It’s this kind of Cinderella story that helps define the state tournament, and Jim Henriott’s Elks did just that in knocking off defending champion Kimberly, 51-48, to raise the Gold Ball in the UW Field House that day in Madison.
This year’s tournament, an event that began in 1976, takes place at the Resch Center in Green Bay starting Thursday.
Henriott and the Elks have reached sectionals several times but have not qualified for state since that one magical March run. But what a run it was.
“The thing about that team was its work ethic … they did everything in such a businesslike fashion,” said Henriott, who recently finished his 19th year at the helm. “Whatever anybody threw at them, they came back and had such a never-quit attitude.
“Another thing was that the kids bought into their roles on the team,” he added. “If I said we need three good minutes out of them, we got three good minutes. If somebody was in foul trouble and we needed eight to 10 minutes from our bench players, we usually got it. They did everything that was asked of them without questions or hesitation.”
And it worked. All five starters reached double figures in their 65-56 victory over Whitefish Bay as the Elks pulled away from a 38-37 advantage behind 17 of 19 shooting from the free-throw line in the fourth quarter. Brooke Van Dyke, who had 12 rebounds, led the way with 16 points, while Erin Carroll and Heather Martin added 12, center Bridget Seegers 11 and point guard and the only junior, Katie (Hommen) Quigg, chipped in 10.
Elkhorn ended 21 of 25 at the line to set a state tourney record, but that only set the stage for more heroics.
Elkhorn received 19 points from Van Dyke and 13 from Seegers to upset the top-rated Papermakers. Hommen made five of six charity tosses in the final minute and Seegers’ free throw with 6.8 seconds left made the final margin and snapped Kimberly’s 51-game winning streak.
“I remember that in the last five seconds their star player had the ball and, even though they needed a three-pointer to tie, she dribbled inside the line and took the shot,” said Quigg, who lives in the Phoenix area. “Time ran out and we just all ran together for a big bear hug. We had pulled it off.”
That they did, but it wasn’t an easy road for the Elks, who lost at Jefferson and at home to Wilmot during the regular season before making their spirited playoff charge to finish 24-2.
Elkhorn fell behind Pete Von Allmen’s Fort Atkinson squad, 6-0, in the regional opener but rallied to win at a time when first-round match-ups were predetermined, not seeded like today.
Martin’s barrage of three-pointers lifted them past Jefferson in the regional final. Then standout Leah Hefte drilled two treys to give McFarland a 6-0 start in the sectional semifinal, but the future Wisconsin Badger was injured soon after. Martin’s two free throws with four seconds remaining carried Elkhorn to a 44-41 overtime triumph. And Quigg’s late free throws helped Elkhorn get past host Sauk Prairie to clinch its trip to state.
Henriott said the memories never get old.
“It’s every kid’s dream and every coach’s dream to take a team to Madison,” Henriott said. “It was a program that a couple years before that nobody would have ever dreamed could make it to state.
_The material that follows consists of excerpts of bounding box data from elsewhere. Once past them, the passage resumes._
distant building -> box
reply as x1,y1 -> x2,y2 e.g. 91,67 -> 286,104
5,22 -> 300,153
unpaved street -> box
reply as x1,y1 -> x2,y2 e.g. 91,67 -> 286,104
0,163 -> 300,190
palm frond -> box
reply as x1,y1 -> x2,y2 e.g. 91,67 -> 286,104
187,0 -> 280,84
It’s so difficult, to have to win six games to win a title. It takes luck, skill and getting breaks, and we had them all. I guess the rest is history.”
It sure is. Kimberly went on to win its second crown in three years in 1998, but Quigg and her teammates always will be the 1997 champs.
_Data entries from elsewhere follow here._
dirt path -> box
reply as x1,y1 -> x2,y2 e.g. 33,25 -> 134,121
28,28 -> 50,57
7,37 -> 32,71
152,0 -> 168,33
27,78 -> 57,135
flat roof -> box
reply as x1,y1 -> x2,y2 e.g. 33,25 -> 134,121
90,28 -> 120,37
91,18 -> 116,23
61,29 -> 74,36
“It definitely was magical,” she said. “When we got past Fort Atkinson in the regional, that was huge … and then McFarland and Sauk Prairie. Our family and crowd support were great all season. It was a dream to play in the Field House; it’s just such a great place. I loved how loud it got, and to see all of that purple and gold from our small town, our hometown.
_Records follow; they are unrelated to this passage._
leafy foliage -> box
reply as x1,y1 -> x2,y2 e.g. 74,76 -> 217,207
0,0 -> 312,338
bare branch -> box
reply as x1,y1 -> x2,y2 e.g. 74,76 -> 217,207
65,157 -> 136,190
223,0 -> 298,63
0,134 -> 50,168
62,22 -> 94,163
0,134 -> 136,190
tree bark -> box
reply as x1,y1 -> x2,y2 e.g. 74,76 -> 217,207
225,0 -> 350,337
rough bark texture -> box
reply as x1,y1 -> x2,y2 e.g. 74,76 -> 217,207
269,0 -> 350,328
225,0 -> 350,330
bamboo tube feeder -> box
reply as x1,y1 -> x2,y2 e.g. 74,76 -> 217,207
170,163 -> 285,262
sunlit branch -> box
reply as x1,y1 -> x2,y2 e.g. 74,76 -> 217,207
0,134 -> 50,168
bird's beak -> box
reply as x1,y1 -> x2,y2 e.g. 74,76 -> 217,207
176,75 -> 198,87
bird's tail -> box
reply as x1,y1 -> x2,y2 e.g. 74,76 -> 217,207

“It was unbelievable to win that first game (at state) … we were so excited to know we would be bringing home a ball,” Quigg added. “We had a great senior class that stuck together all four years and was incredibly talented. We didn’t go out from Day One with some big plan. We just gave it our all. We figured we had nothing to lose. To win the title, I don’t think it sunk in until a couple of days later.”